Incidence coloring of pseudo-Halin graphs

An incidence of a graph G is a pair (v,e) with v∈V(G), e∈E(G), such that v and e are incident. Two distinct incidences (v,e) and (w,f) are adjacent if one of the following holds: (i) v=w, or (ii) v and w are adjacent and vw∈{e,f}. An incidence coloring of a graph G is a mapping from the set of incidences to a color set such that adjacent incidences of G are assigned distinct colors. The incidence chromatic number is the minimum number of colors needed. The incidence coloring conjecture (ICC) stated that the incidence chromatic number of a graph G is at most Δ(G)+2, where Δ(G) is the maximum degree of the graph.
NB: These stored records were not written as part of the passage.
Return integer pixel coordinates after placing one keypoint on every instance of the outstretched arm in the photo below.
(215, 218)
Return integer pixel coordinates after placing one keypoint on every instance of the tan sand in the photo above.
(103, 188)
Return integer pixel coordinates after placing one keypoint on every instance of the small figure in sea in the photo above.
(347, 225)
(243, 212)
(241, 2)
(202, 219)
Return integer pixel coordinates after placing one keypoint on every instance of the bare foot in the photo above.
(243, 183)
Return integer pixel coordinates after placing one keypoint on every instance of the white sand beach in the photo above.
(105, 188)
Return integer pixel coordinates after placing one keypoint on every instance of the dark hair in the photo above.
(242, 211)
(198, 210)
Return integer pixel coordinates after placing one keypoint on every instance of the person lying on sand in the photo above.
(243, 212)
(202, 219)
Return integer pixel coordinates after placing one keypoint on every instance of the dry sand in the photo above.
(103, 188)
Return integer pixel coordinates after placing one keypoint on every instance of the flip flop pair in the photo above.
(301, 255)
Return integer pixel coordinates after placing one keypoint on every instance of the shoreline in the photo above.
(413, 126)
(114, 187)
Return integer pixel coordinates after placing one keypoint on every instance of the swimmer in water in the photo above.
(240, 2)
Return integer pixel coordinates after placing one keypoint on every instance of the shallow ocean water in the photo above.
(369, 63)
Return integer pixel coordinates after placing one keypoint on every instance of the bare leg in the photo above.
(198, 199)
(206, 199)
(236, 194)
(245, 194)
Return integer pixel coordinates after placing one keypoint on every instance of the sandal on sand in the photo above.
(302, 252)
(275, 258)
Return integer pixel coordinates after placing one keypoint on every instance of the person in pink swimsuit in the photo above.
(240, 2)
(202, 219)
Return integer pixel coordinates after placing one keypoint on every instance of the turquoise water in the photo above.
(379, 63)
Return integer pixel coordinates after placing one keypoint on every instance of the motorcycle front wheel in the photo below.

Although the conjecture is false in general, it is valid for some classes of graphs. Maydanskiy (2005) [9] proved the ICC for any graph with Δ(G)=3. Li and Tu (2008) [7] proved that it is NP-complete to determine whether a general graph is incidence k-colorable. In this paper, we consider pseudo-Halin graphs and show that the incidence chromatic number of a 3-regular (pseudo-)Halin graph G other than W4 is 5. A pseudo-Halin graph G with Δ(G)≥4 has an incidence (Δ(G)+2)-coloring.